Methods: Mice bearing tumor sublines with either high or low expression of PgP were treated with doxorubicin, with or without pre-treatment with the PgP inhibitors verapamil or PSC 833. The distribution of doxorubicin in relation to tumor blood vessels was quantified using immunofluorescence.

Results: Our results indicate greater uptake of doxorubicin by cells near blood vessels in wild type as compared to PgP-overexpressing tumors, and pre-treatment with verapamil or PSC 833 increased uptake in PgP-overexpressing tumors.

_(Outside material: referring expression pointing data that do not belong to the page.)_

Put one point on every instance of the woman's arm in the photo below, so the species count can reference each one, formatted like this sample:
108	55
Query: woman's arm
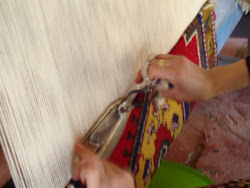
192	83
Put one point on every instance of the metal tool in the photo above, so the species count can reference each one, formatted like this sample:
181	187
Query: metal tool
105	134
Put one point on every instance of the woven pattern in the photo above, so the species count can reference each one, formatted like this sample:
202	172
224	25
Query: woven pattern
150	131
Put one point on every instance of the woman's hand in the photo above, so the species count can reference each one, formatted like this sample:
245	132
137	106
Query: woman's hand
191	83
96	173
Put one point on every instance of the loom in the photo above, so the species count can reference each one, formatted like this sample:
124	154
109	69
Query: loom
62	63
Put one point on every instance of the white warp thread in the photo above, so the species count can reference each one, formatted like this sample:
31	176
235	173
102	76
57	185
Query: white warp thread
62	63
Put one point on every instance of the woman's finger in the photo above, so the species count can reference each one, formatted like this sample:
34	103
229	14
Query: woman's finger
160	73
90	176
139	78
164	56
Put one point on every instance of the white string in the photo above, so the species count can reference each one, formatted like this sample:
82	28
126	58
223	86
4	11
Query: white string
62	63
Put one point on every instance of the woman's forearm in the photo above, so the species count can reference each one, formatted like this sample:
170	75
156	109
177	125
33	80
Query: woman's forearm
228	78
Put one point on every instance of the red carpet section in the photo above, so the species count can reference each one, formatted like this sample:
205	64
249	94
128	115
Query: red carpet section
150	131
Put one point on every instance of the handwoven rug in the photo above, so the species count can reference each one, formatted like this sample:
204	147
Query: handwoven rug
150	131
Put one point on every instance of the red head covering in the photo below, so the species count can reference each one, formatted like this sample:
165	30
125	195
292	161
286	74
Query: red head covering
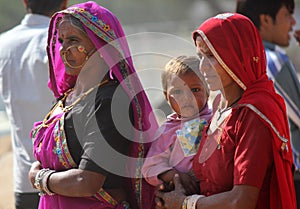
106	33
236	44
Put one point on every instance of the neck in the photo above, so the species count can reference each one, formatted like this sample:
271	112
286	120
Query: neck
231	99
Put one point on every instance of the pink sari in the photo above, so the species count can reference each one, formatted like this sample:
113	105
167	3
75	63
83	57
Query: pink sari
105	31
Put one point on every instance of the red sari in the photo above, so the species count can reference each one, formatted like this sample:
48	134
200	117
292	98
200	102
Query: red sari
241	54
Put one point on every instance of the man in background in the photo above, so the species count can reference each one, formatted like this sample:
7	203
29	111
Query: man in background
274	20
23	88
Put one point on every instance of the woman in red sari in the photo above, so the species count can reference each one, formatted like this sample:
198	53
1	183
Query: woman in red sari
89	148
244	160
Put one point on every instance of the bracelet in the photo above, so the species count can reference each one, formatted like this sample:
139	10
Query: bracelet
45	179
192	201
41	181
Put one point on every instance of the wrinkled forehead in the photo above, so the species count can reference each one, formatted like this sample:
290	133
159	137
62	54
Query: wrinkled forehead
202	47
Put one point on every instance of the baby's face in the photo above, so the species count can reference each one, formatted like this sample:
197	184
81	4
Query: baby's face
186	94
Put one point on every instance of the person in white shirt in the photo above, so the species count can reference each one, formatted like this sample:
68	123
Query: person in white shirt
23	88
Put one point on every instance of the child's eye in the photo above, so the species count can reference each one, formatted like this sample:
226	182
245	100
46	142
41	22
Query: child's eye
195	89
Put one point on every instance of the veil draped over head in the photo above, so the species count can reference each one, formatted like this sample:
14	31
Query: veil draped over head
236	44
106	33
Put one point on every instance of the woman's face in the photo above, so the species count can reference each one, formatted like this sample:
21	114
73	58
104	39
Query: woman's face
75	47
186	94
214	74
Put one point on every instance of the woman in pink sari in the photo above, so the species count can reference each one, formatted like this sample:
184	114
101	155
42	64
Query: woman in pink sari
90	146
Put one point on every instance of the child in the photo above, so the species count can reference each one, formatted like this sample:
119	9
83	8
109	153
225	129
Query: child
178	138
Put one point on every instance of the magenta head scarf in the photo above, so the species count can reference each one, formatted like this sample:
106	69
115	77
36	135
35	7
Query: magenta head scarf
106	33
237	45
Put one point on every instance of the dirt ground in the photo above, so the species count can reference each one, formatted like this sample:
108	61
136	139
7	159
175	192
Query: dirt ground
6	174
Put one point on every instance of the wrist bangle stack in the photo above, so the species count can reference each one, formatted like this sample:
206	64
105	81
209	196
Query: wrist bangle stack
190	202
41	181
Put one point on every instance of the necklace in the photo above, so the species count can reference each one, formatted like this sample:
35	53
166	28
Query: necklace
60	103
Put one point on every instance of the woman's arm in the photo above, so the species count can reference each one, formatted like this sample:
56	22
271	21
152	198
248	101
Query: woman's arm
72	183
75	182
241	196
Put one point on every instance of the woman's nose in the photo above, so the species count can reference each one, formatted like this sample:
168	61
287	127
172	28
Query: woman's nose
204	65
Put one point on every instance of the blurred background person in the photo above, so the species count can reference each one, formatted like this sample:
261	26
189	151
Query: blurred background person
23	88
275	22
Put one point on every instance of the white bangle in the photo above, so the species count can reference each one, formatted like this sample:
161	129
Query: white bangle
41	181
192	201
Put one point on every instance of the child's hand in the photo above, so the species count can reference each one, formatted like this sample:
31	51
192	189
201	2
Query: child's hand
297	36
189	183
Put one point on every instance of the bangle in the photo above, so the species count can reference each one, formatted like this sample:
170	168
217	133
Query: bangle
192	201
38	179
45	180
41	180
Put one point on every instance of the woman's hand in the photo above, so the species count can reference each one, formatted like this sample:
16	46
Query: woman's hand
170	200
189	183
35	167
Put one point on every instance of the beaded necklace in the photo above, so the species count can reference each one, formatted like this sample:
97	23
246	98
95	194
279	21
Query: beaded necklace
65	109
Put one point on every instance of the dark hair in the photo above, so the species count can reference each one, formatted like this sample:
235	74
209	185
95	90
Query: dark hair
254	8
44	7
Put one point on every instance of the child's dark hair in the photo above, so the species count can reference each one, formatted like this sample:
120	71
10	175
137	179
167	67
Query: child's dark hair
179	66
254	8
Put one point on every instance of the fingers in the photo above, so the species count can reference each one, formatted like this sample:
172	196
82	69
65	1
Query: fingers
177	184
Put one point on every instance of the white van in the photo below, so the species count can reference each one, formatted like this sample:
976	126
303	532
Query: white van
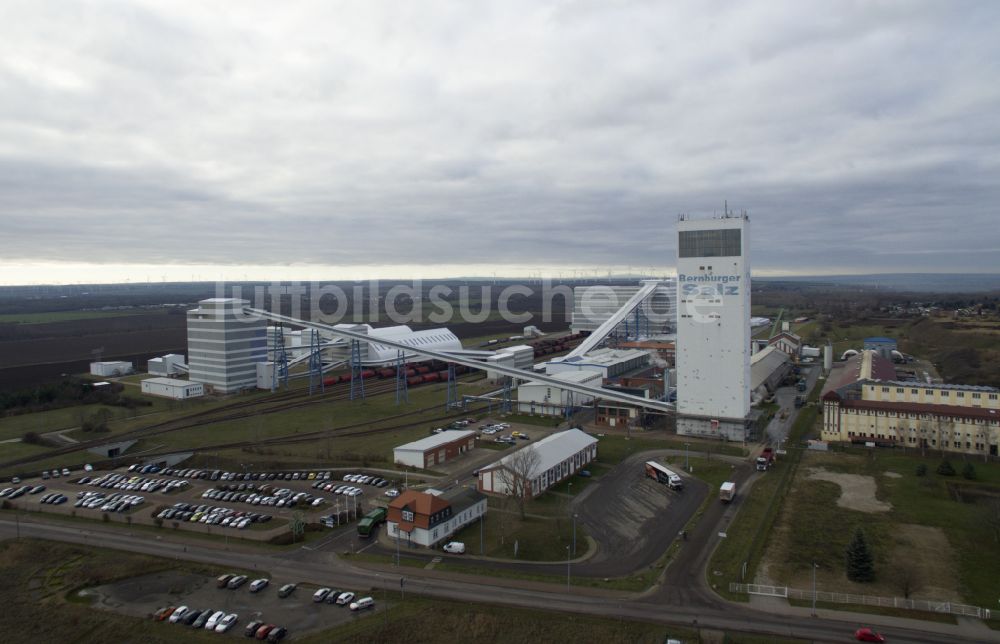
363	603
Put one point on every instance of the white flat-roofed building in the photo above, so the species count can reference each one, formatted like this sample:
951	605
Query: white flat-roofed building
435	450
549	400
172	388
556	458
111	368
168	365
225	345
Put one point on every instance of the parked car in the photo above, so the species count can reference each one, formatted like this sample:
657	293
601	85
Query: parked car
203	618
226	623
455	547
363	603
264	630
191	616
214	620
865	634
236	582
178	614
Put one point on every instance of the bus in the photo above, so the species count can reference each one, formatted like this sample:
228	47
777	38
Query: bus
663	475
369	523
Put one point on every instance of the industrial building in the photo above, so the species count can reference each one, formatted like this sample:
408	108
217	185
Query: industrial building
952	418
885	346
713	327
168	365
374	354
521	356
543	399
610	363
787	342
655	317
225	345
435	450
110	369
172	388
423	519
767	369
555	458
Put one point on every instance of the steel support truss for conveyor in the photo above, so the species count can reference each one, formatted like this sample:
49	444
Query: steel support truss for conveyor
601	332
445	356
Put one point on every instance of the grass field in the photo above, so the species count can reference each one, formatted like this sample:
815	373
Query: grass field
40	577
43	578
812	527
62	316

However, there were steeper gradients of decreasing doxorubicin fluorescence in wild-type tumors compared to PgP overexpressing tumors, and treatment of PgP overexpressing tumors with PgP inhibitors led to steeper gradients and greater heterogeneity in the distribution of doxorubicin.

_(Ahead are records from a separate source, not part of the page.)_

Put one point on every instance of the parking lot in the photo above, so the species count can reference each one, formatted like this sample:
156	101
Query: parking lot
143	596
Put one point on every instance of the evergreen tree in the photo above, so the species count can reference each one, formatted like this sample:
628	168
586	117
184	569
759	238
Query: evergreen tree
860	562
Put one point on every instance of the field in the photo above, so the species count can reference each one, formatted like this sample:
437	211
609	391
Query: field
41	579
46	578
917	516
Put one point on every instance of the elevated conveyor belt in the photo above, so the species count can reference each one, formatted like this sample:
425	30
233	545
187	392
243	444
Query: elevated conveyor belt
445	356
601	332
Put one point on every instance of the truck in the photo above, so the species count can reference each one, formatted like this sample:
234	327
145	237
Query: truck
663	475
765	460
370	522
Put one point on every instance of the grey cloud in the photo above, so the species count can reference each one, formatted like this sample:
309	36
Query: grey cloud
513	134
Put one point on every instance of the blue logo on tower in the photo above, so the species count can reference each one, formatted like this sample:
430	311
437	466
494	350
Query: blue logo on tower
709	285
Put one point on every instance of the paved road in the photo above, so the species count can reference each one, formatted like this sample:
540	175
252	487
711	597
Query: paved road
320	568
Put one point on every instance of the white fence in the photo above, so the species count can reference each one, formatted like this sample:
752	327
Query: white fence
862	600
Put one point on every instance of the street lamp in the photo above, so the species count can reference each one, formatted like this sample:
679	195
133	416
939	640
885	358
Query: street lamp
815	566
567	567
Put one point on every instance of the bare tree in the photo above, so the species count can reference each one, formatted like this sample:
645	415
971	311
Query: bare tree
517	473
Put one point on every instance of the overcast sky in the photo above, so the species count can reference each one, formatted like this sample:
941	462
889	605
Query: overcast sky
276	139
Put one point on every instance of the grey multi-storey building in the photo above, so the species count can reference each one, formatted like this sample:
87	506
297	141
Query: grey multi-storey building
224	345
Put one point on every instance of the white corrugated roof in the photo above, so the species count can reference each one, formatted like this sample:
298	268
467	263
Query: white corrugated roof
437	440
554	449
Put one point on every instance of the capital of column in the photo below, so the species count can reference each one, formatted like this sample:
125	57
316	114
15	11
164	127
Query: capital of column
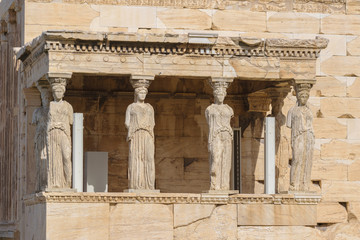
220	83
56	79
259	102
141	80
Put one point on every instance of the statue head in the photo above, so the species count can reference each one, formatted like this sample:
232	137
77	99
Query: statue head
302	93
45	97
45	93
219	95
58	88
58	92
140	94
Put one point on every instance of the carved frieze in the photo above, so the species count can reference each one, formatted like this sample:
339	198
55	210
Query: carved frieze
170	54
170	198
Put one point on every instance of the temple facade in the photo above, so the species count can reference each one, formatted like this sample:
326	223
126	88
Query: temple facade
176	93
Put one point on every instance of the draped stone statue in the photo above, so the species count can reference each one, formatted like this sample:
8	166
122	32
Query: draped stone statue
59	137
220	138
140	123
300	119
40	119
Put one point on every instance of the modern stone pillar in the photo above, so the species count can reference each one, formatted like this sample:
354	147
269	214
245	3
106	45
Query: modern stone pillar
140	122
59	135
78	151
218	116
269	165
300	119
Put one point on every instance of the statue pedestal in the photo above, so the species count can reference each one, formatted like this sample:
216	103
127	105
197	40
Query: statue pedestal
222	192
60	190
142	191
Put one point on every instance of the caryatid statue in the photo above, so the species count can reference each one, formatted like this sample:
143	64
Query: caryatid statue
140	123
40	119
300	119
59	137
218	116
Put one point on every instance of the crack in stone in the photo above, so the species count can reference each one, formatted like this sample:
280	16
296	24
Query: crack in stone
197	220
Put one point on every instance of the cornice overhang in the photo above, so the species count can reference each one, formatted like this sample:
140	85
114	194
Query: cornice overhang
192	55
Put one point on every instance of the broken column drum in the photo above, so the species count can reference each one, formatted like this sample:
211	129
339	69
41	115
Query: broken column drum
40	119
300	120
59	137
218	116
140	124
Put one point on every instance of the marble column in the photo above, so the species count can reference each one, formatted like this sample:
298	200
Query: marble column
140	122
300	119
40	118
218	116
58	143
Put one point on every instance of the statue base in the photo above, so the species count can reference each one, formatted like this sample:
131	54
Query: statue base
222	192
142	190
59	190
300	192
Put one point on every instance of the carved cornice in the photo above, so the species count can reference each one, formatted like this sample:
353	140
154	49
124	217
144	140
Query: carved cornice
127	44
170	198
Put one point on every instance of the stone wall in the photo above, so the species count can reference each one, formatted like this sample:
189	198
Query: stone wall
181	156
10	152
335	99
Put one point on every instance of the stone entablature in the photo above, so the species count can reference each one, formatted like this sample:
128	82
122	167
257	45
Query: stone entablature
193	55
171	198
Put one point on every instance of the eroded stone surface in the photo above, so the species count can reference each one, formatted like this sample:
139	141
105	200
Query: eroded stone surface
146	221
220	225
279	233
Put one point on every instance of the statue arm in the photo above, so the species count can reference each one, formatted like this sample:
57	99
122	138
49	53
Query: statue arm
71	114
35	117
127	117
288	118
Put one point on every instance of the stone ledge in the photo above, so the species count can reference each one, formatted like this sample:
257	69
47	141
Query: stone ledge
171	198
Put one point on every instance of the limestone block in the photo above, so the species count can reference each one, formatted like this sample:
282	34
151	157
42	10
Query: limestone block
340	24
141	221
180	147
340	191
77	221
183	18
279	233
329	170
340	107
353	131
341	66
354	170
221	224
329	128
353	89
34	30
127	16
293	22
181	186
354	209
59	14
352	7
331	213
328	87
35	218
169	168
255	68
337	149
297	69
276	215
234	20
186	214
319	6
345	231
168	125
353	47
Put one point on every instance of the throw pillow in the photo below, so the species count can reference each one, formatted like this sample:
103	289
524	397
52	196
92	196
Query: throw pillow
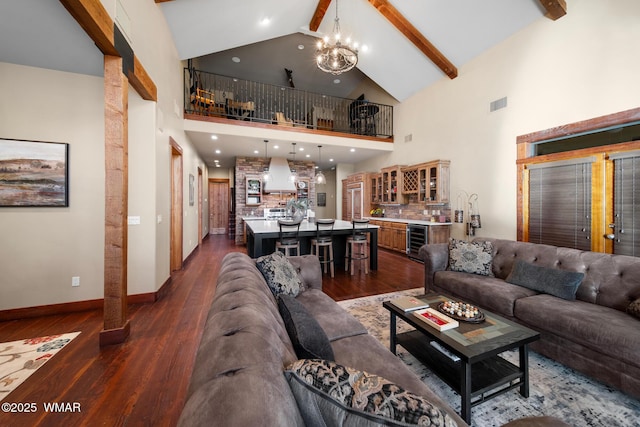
560	283
331	394
307	336
471	257
634	308
280	274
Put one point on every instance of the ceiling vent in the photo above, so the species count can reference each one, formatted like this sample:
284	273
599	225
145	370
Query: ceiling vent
279	181
498	104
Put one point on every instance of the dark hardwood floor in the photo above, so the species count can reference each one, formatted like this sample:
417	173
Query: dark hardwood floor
143	382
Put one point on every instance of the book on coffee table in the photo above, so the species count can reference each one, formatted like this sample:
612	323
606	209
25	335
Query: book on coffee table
435	319
409	303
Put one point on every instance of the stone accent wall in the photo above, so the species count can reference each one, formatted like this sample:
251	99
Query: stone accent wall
253	166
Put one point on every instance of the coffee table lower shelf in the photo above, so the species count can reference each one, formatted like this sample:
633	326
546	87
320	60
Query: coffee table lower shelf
491	376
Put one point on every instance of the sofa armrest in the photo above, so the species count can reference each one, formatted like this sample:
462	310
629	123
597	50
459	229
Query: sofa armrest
308	267
436	258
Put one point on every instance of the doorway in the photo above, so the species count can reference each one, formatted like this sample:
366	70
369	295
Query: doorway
219	206
175	257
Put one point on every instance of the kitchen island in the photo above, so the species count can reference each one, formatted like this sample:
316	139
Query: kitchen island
262	236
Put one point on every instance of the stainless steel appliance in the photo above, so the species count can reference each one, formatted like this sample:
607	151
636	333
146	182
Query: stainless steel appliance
417	235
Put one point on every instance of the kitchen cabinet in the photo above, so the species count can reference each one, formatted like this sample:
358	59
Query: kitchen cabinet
429	181
391	184
375	180
254	190
391	235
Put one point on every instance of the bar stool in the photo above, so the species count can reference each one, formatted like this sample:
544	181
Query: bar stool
357	246
324	241
288	237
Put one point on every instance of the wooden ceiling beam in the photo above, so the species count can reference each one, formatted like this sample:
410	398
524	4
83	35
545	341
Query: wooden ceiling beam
410	32
96	22
318	15
555	8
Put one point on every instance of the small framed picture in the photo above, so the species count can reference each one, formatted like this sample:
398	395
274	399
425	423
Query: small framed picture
34	173
322	199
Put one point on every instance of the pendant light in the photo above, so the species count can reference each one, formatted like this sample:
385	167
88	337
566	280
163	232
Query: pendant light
294	174
320	178
266	175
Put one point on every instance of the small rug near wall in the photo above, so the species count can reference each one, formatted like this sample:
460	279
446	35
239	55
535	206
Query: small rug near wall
555	390
20	359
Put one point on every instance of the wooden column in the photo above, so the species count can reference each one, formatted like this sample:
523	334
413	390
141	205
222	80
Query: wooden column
116	324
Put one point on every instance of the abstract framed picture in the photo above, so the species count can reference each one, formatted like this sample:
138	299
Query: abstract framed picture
33	173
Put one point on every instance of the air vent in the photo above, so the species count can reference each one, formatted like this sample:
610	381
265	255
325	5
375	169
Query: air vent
498	104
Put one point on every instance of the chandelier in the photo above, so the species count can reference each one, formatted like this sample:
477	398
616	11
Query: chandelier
332	56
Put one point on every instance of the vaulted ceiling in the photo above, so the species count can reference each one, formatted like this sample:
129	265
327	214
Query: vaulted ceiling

Conclusion: PgP inhibitors increase uptake of doxorubicin in cells close to blood vessels, have little effect on drug uptake into cells at intermediate distances, and might have a paradoxical effect to decrease doxorubicin uptake into distal cells. This effect probably contributes to the limited success of PgP inhibitors in clinical trials.

Figure 1

Distribution of doxorubicin in solid tumors. Murine tumors EMT6 (A) and its PgP overexpressing subline AR1 (B) and MCF-7 human breast cancer xenograft (C) and its PgP overexpressing subline BC19 (D) were resected from Balb/C and nude mice, respectively. Doxorubicin is shown in blue and blood vessels are shown in red. Note more uniform distribution of doxorubicin in the PgP overexpressing tumors. (Scale bars = 100 μm)

Figure 2

The gradient of doxorubicin fluorescence intensity in relation to distance from the nearest blood vessel. Mice-bearing either EMT6 or AR1 tumors (A) (n = 6 tumors each) or MCF-7 or BC19 xenografts (B) (n = 11 and 5 tumors, respectively) were treated with doxorubicin and their tumors were resected, sectioned and imaged. Image analysis was undertaken using customized algorithms. Values represent mean ± standard error.

Figure 3

Distribution of doxorubicin in solid tumors. Murine AR1 tumors were treated with either doxorubicin (A) or PSC 833 and doxorubicin (C). Similarly, BC19 xenografts were treated with either doxorubicin (B) or PSC 833 and doxorubicin (D). Doxorubicin is shown in blue and blood vessels are shown in red. (Scale bars = 100 μm)

Figure 4

The gradient of doxorubicin fluorescence intensity in relation to distance from the nearest blood vessel and a model of doxorubicin distribution in solid tumours. Mice-bearing AR1 tumors (A) or BC19 xenografts (B) were treated with either doxorubicin alone, or pretreated with verapamil or PSC 833 and doxorubicin. Tumors were resected, sectioned and imaged. Image analysis was undertaken using customized algorithms. Values represent mean ± standard error. In panel A, 6, 10 and 9 tumors were analyzed, respectively. In panel B, 6, 7 and 6 tumors were analyzed, respectively. (C) represents a model of doxorubicin distribution without fluouresence interference from neighboring out-of-section blood vessels.

Figure 5

Tumor growth delay and toxicity studies. Mice-bearing EMT6 tumors (A) or AR1 tumors (B) were treated with either saline, doxorubicin alone, verapamil alone, PSC 833 alone or pretreated with verapamil or PSC 833 in combination with doxorubicin. Tumor volume and body weight was measured every 2-3 days. Values represent mean ± standard error (n = 5).